Officially, the U.S. Treasury values its gold at $42.22 an ounce—a price set in 1973. With 261.5 million ounces in reserves, mostly stored at Fort Knox, this results in a book value of $11 billion. Market prices today place the value at over $750 billion. A revaluation wouldn’t involve selling gold—it would simply update its accounting value.

How Revaluation Could Work

The Federal Reserve’s August 1 research note, “Official Reserve Revaluations: The International Experience”, explores how countries like Germany, Italy, Lebanon, Curacao, Saint Martin, and South Africa have leveraged gains on gold reserves to raise funds. Some used the proceeds to reduce debt; others covered central bank losses.

In theory, the U.S. could revalue its gold certificates, establish a new official price, and transfer gold to the Fed at this updated valuation. The Treasury would then receive newly “created” funds without moving any physical gold. Policy decisions would dictate whether those funds reduce debt, finance new spending, or back a sovereign wealth or Bitcoin reserve.

Close-up of the U.S. Treasury Department building showing the word "TREASURY" engraved above a classical column.

Is the U.S. Treasury preparing to revalue it's Gold reserves to help with national debt?

Potential Benefits and Risks

While revaluation sounds appealing, the approach carries economic risks:

  • Inflation: Crediting the Treasury with new funds could increase the money supply, stoking inflation. Critics warn it could resemble “backdoor money printing” or accounting manipulation.

  • Historical Precedent: The 1934 U.S. gold revaluation sharply increased the money supply and sidelined the Federal Reserve until the 1951 Fed-Treasury Accord restored central bank independence.

  • Market Perception: Any move seen as undermining Fed independence might provoke political backlash or market volatility.

Treasury Secretary Scott Bessent has publicly disavowed any plans for revaluation, telling the All-In Podcast in March: “I can say today we’re not revaluing the gold.”

Gold Revaluation and Policy Innovation

Some lawmakers, like Wyoming Senator Cynthia Lummis, have floated using revaluation proceeds to fund a sovereign wealth fund or strategic Bitcoin reserve—ideas also discussed by President Trump. Though speculative, such policies could transform the Treasury’s balance sheet and U.S. fiscal strategy.

The Overton Window Shifts

Even if the Treasury isn’t considering revaluation today, the Federal Reserve publishing a note on the practice suggests the concept is gaining legitimacy. Ideas once dismissed as fringe may now be debated seriously in policy circles.

Stacked gold bars with a bold upward-pointing arrow, symbolizing rising gold prices and increasing market value.

Gold bars accompanied by an upward arrow, representing soaring gold prices and the growing potential value of U.S. reserves.

People Also Ask (FAQs)

What is gold revaluation?

Gold revaluation updates the official accounting value of government gold reserves to reflect current market prices. It does not require selling the gold.

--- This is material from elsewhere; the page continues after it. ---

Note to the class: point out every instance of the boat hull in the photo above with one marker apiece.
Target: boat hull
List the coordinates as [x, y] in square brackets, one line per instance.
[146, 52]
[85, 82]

How could revaluation impact inflation?

Crediting the Treasury with new funds from revaluation could increase the money supply, potentially driving inflation if not carefully managed.

Has the U.S. ever revalued its gold?

Yes, in 1934 the U.S. revalued gold, sharply increasing the money supply and temporarily sidelining the Federal Reserve.

Could revaluation be used to pay down debt or fund projects?

Theoretically, yes. Revaluation proceeds could be used for debt reduction, a sovereign wealth fund, or strategic reserves like Bitcoin, depending on policy choices.

Conclusion: A $750 Billion Opportunity or a Policy Minefield?

The U.S. Treasury’s gold hoard represents hidden value that could, in theory, ease fiscal pressures without raising taxes or issuing new debt. Yet historical precedent and economic risks make revaluation a delicate balancing act. Whether it remains an academic curiosity or becomes a policy tool will depend on evolving political, economic, and market conditions.